BRISTOL, ENGLAND - FEBRUARY 01: Teachers and supporters strike outside Bristol Cathedral Choir School on February 1, 2023 in Bristol, United Kingdom. Public sector union members in education, the civil service and the Railways are taking part in strike action across the UK today. Teachers are walking out for the first time over pay and conditions joining 100,000 civil servants who are also seeking a pay rise. ASLEF and RMT train drivers are continuing a long-running strike and will also walk out on Friday. (Photo by Finnbarr Webster/Getty Images)

There are few words that seem to cause more annoyance than “teacher strikes”.  The disruption can be considerable, not only to the children who are losing out on their learning, but to parents who are often unable to go to work if a school closes.

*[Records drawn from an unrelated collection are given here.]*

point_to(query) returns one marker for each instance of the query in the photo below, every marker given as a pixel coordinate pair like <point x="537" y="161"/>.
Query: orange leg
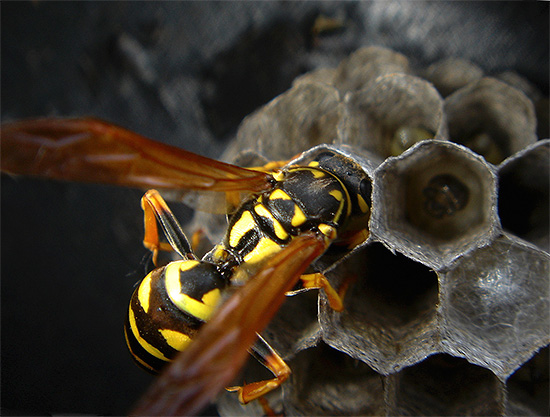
<point x="155" y="212"/>
<point x="317" y="281"/>
<point x="272" y="361"/>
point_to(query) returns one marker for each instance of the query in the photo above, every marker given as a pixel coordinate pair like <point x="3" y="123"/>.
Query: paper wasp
<point x="289" y="217"/>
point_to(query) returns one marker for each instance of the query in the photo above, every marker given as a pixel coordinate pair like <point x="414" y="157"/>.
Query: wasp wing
<point x="216" y="356"/>
<point x="91" y="150"/>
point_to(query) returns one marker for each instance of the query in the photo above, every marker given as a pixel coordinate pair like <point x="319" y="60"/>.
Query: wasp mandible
<point x="290" y="216"/>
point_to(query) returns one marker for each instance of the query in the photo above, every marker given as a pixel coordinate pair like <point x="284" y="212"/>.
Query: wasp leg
<point x="157" y="211"/>
<point x="272" y="361"/>
<point x="354" y="239"/>
<point x="316" y="281"/>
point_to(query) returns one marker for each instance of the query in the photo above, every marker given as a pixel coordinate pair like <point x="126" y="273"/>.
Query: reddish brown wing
<point x="91" y="150"/>
<point x="217" y="354"/>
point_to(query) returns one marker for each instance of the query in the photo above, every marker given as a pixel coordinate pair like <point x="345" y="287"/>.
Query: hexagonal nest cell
<point x="446" y="310"/>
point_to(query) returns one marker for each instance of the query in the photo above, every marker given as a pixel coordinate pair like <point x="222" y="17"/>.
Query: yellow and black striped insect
<point x="290" y="217"/>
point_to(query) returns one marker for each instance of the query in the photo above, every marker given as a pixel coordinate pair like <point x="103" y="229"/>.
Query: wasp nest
<point x="449" y="309"/>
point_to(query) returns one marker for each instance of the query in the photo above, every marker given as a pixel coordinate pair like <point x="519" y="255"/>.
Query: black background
<point x="186" y="74"/>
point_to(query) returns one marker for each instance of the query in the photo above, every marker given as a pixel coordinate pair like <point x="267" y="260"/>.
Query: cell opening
<point x="328" y="382"/>
<point x="446" y="199"/>
<point x="529" y="388"/>
<point x="392" y="291"/>
<point x="446" y="385"/>
<point x="523" y="198"/>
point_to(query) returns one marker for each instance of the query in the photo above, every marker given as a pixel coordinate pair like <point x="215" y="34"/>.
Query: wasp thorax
<point x="309" y="196"/>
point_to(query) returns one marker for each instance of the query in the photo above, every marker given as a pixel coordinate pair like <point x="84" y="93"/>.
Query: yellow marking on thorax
<point x="219" y="253"/>
<point x="201" y="309"/>
<point x="262" y="250"/>
<point x="298" y="218"/>
<point x="328" y="231"/>
<point x="338" y="196"/>
<point x="317" y="173"/>
<point x="280" y="232"/>
<point x="362" y="204"/>
<point x="278" y="194"/>
<point x="175" y="339"/>
<point x="144" y="344"/>
<point x="144" y="292"/>
<point x="244" y="224"/>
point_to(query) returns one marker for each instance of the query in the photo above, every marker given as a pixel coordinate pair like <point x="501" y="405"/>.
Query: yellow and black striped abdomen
<point x="167" y="309"/>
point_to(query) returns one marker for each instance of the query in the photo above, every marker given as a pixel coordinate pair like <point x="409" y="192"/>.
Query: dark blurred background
<point x="185" y="74"/>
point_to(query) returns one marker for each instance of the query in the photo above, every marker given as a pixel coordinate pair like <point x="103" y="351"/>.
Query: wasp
<point x="211" y="309"/>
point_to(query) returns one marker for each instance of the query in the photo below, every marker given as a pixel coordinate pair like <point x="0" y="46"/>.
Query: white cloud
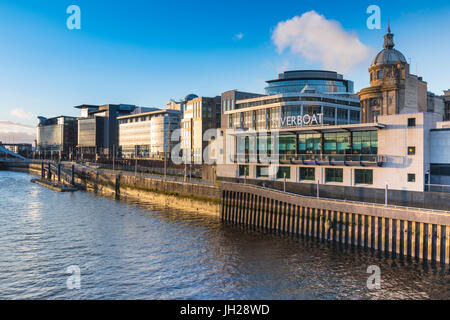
<point x="19" y="113"/>
<point x="320" y="40"/>
<point x="239" y="36"/>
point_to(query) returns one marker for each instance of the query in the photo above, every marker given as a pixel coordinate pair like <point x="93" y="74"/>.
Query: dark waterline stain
<point x="136" y="250"/>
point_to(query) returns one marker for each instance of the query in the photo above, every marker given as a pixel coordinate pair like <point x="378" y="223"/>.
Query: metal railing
<point x="369" y="204"/>
<point x="437" y="188"/>
<point x="308" y="158"/>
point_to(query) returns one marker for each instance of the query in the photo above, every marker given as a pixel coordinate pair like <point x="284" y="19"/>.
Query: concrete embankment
<point x="183" y="196"/>
<point x="405" y="232"/>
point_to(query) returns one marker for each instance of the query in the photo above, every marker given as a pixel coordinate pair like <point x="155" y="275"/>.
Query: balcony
<point x="355" y="160"/>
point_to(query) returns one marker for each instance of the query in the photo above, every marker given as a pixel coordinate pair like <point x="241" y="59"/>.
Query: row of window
<point x="362" y="176"/>
<point x="258" y="103"/>
<point x="361" y="142"/>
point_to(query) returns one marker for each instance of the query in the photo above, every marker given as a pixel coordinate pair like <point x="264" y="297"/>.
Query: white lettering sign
<point x="300" y="121"/>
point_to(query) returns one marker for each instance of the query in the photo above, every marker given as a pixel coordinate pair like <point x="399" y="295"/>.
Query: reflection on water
<point x="139" y="251"/>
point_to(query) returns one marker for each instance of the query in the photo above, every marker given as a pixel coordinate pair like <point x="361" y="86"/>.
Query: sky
<point x="148" y="52"/>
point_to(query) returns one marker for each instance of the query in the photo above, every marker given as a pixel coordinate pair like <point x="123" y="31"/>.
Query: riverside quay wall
<point x="406" y="232"/>
<point x="416" y="233"/>
<point x="185" y="196"/>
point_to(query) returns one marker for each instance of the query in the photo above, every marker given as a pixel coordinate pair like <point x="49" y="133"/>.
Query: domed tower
<point x="393" y="90"/>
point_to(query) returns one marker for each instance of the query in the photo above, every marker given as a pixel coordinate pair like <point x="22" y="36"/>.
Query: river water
<point x="140" y="251"/>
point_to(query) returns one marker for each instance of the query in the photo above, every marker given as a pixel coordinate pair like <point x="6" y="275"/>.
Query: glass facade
<point x="287" y="145"/>
<point x="244" y="171"/>
<point x="310" y="143"/>
<point x="307" y="173"/>
<point x="365" y="142"/>
<point x="337" y="143"/>
<point x="284" y="172"/>
<point x="291" y="86"/>
<point x="334" y="175"/>
<point x="363" y="176"/>
<point x="262" y="172"/>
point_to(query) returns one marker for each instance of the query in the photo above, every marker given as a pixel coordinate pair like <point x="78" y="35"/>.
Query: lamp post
<point x="386" y="195"/>
<point x="114" y="157"/>
<point x="318" y="189"/>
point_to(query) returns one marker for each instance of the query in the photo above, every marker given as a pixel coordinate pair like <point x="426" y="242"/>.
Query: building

For school leaders this is also a difficult time.  As always, the priority must be to ensure a safe environment for their students and if there are insufficient teachers, then a school would be forced to close. Some schools will try to arrange a distanced learning provision, but as we all know too well, this is far from ideal.

Strikes are intended to be disruptive and the impact on children’s learning cannot be understated. As a parent of an A level student in the final term before her exams, I am sure the last thing she needs is six days of disrupted learning. Interestingly, this concern is reflected in Jewish law, with many rabbis questioning whether it is acceptable for a teacher to strike.   

This places many teachers in a difficult position. They have dedicated their lives to education and now find themselves taking action that interrupts their students’ learning. Yet if they don’t strike, it sends a message that they are not sympathetic to the concerns being raised, which is simply untrue.

Too often there is a perception that teaching is a bit of a cushy number — short days, long holidays and a good salary.  The reality is very different.  Teachers are expected to engage their students with dynamic and interactive lessons that show good classroom control and high levels of learning.  While most of us struggle to do this with our children for one hour, they will be teaching 30 students for 25 hours each week.

However, the time spent in the classroom is only the tip of the iceberg. Teachers are required to prepare lessons, mark students’ work and, let’s not forget, respond to the many emails they will have received from parents and their school. This can take a significant amount of time and a DfE workload survey in 2019 showed that on average teachers work an additional 12.8 hours during weekends, evenings and out-of-hours school. For newly qualified teachers or those teaching extra Jewish studies or after school clubs, this could be significantly more.

Teachers’ pay is also a significant concern and the cost-of-living crisis has exacerbated an already severe issue. For a teacher wanting to buy kosher food, this will create an even greater financial burden and then factoring in the cost of festivals, living in a Jewish neighbourhood and the reality is that it can be almost impossible to make ends meet.

Invariably, this results in the need to teach private lessons with the net result that many teachers are working six days a week from early morning till late at night and having little or no time for their family or friends.  While other industries are increasingly focusing on a work-life balance and often offering opportunities for working from home, a teacher’s life is becoming increasingly unbalanced and rarely being at home.

It is little wonder that there is a recruitment crisis and while strikes are terribly inconvenient, we need to appreciate that they are reflecting a legitimate concern which, unless addressed, may precipitate an even greater crisis.

However, there are many aspects to job satisfaction and perhaps it is time we start appreciating our teachers more and valuing their dedication.  NHS workers may not want our claps but I suspect many of our teachers do.  So, to any teacher reading this article — thank you!